Reply to  Pamela Gray
July 7, 2018 2:18 am

Solar forcing from Milankovic (correct spelling !) cycle is on downturn, don’t expect any warming from there in the next 20-40ky +.
comment image

Alley
Reply to  vukcevic
July 7, 2018 5:41 am

There is no “downturn” that can be witnessed by man in a lifetime. 20,000 – 40,000 years between cycles, so those points of turn take at least 100s of years. Anyone who thinks they can see these happening within years or a decade are fooling themselves.

Reply to  Alley
July 7, 2018 7:08 am

Alley I like your approach I think you are fair but let me set the record straight if I could.
If you look at my website climatebusters.org which I did 5 years ago or so and look at the overview page, you will find the following:

I list the low average value solar parameters I think are needed to cause global
cooling following x years of sub solar activity in general(changed it shortly after to 10+years). Then it says IF these low solar parameters ARE THE RULE going forward for the remainder of this decade expect global cooling.
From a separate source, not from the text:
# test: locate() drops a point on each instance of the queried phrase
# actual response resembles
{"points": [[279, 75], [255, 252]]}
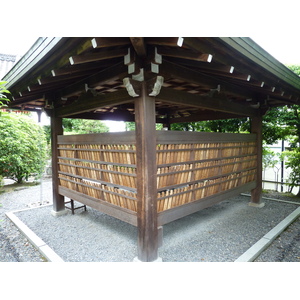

The problem or reality is the low average value solar parameters that I called for necessary to cause global cooling did not even come close to being realized until very late year 2017.

So according to what I said I would not expect global cooling because the low average
value solar parameters which I said are necessary for cooling did not come about until late 2017.

By the same token now that the two solar conditions I stated are necessary for cooling have arrived that I had called for, I am expecting global cooling with year 2018 being the transitional year and cooling thereafter. I put myself on the line and I also said if it does not happen now I will be WRONG. No excuses.

For GOLDMINOR my theory is DIFFERENT from all others in the following ways.

1. I list specific low average value solar parameters necessary for cooling.

2. I list number the of years needed for sub solar activity in general necessary for cooling.

3. I am just one of the few that states that when the geo magnetic field is in sync with solar like it is now it will compound given solar effects.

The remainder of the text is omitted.